Stricter laws for data protection will not necessarily lead to stifling of the Internet economy, and people need to be at the centre of any data protection law, a panel at The Indian Express Thinc on Thursday said. The panel consisted of legal researcher Usha Ramanathan, journalist Nikhil Pahwa, Deputy Director General at the Department of Telecommunications in the Union Ministry of Communications G N Nath, and public policy expert Malavika Raghavan.
The topic of the discussion was Data Protection and Privacy: Where Are We in India and What’s the Future. Though the discussion was about the wider scope of data protection, Aadhaar and related issues of privacy inevitably became the primary focus. Ramanathan at the start of the discussion mentioned that it was while arguing over the challenge to Aadhaar in the Supreme Court that the Union government stated that Indians did not have a fundamental right to privacy, which “told us what the intention” with Aadhaar was.
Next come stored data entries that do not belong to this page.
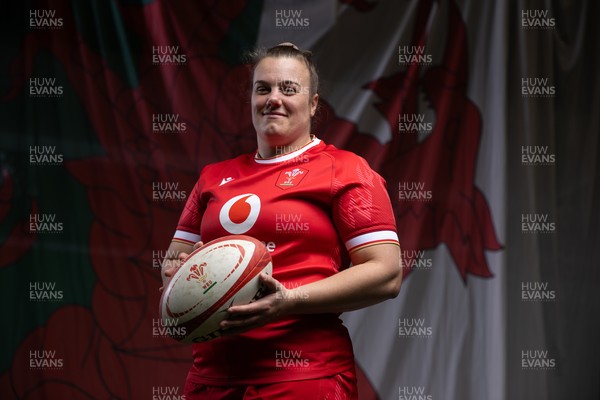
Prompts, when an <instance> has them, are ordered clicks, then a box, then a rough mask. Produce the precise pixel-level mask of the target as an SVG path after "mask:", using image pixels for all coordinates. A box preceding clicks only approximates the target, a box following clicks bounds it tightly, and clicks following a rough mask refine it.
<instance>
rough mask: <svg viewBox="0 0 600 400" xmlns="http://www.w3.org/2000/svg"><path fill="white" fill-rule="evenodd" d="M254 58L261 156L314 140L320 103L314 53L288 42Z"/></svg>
mask: <svg viewBox="0 0 600 400" xmlns="http://www.w3.org/2000/svg"><path fill="white" fill-rule="evenodd" d="M254 57H255V68H254V74H253V75H254V76H253V88H252V102H251V103H252V122H253V124H254V128H255V129H256V133H257V141H258V155H259V157H261V158H267V157H273V156H275V155H278V154H282V153H284V151H283V150H284V149H297V148H300V147H302V146H303V145H305V144H307V143H308V142H310V140H311V138H310V119H311V118H312V117H313V116H314V115H315V112H316V110H317V104H318V102H319V95H318V94H317V86H318V78H317V74H316V71H315V68H314V66H313V64H312V63H311V62H310V58H309V57H310V53H308V52H306V53H305V52H301V51H299V50H298V48H297V47H295V46H294V45H292V44H287V43H284V44H281V45H279V46H276V47H274V48H273V49H270V50H269V51H268V52H265V53H259V52H257V53H255V56H254Z"/></svg>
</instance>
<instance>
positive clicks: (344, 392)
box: [184, 369, 358, 400]
mask: <svg viewBox="0 0 600 400" xmlns="http://www.w3.org/2000/svg"><path fill="white" fill-rule="evenodd" d="M184 393H185V398H186V400H280V399H290V400H292V399H298V400H305V399H319V400H357V399H358V391H357V389H356V375H355V373H354V370H352V369H350V370H348V371H345V372H343V373H341V374H337V375H335V376H331V377H326V378H321V379H311V380H303V381H292V382H280V383H274V384H268V385H251V386H244V385H241V386H207V385H200V384H195V383H192V382H190V381H188V382H187V383H186V385H185V389H184Z"/></svg>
If the data protection framework protects the Unique Identification Authority of India, Ramanathan added on the upcoming law on data protection, then it will fail. “Can’t save the UID and have data protection,” she said, adding that India was becoming a surveillance society from a surveillance state. Nath of the Communications Ministry said that there are already domain-specific laws that protect data of consumers, even if the country lacks an overarching data protection legislation. He admitted that mobile applications, which are a large collector of consumer data today, is an unregulated space.
Giving the example of industry-specific data protection rules, he mentioned that in the telecom space the licensing agreement any service provider has to sign includes provisions on how the data will be stored and used. He also emphasised that Aadhaar was just an identity, a number, which carried attributes like the biometric and demographic details.
Pahwa said there is a growing fatalism among people regarding allowing companies and governments to collect data about them. With larger private companies continuously collecting data on people, Pahwa said nations across the world are feeling “insecure” because private internet companies have more data on citizens than governments. Further, he said that people do not have any control on the kind of data being collected about them, or how and when it is being done. Today the government demands privacy for itself while arguing for transparency from the citizens, Pahwa said.
The idea that there cannot be stricter laws for data protection alongside a growing Internet economy was a false binary, Raghavan said. She added that both the government and private companies were just gathering data because the cost of data storage was very less and it led to irrelevant data being collected. Ramanathan stressed the idea that as the government prepares a new data protection law it must keep people in mind. The balance between innovation and privacy must lean towards people’s rights, and not the industry, she said. “The balance cannot be what will suit the industry,” she said, added that it must be within the framework of the Indian Constitution respecting people’s rights. “Data protection is not about protecting data, it is about protecting the people.” The discussion was moderated by Assistant Editor, The Indian Express, Shruti.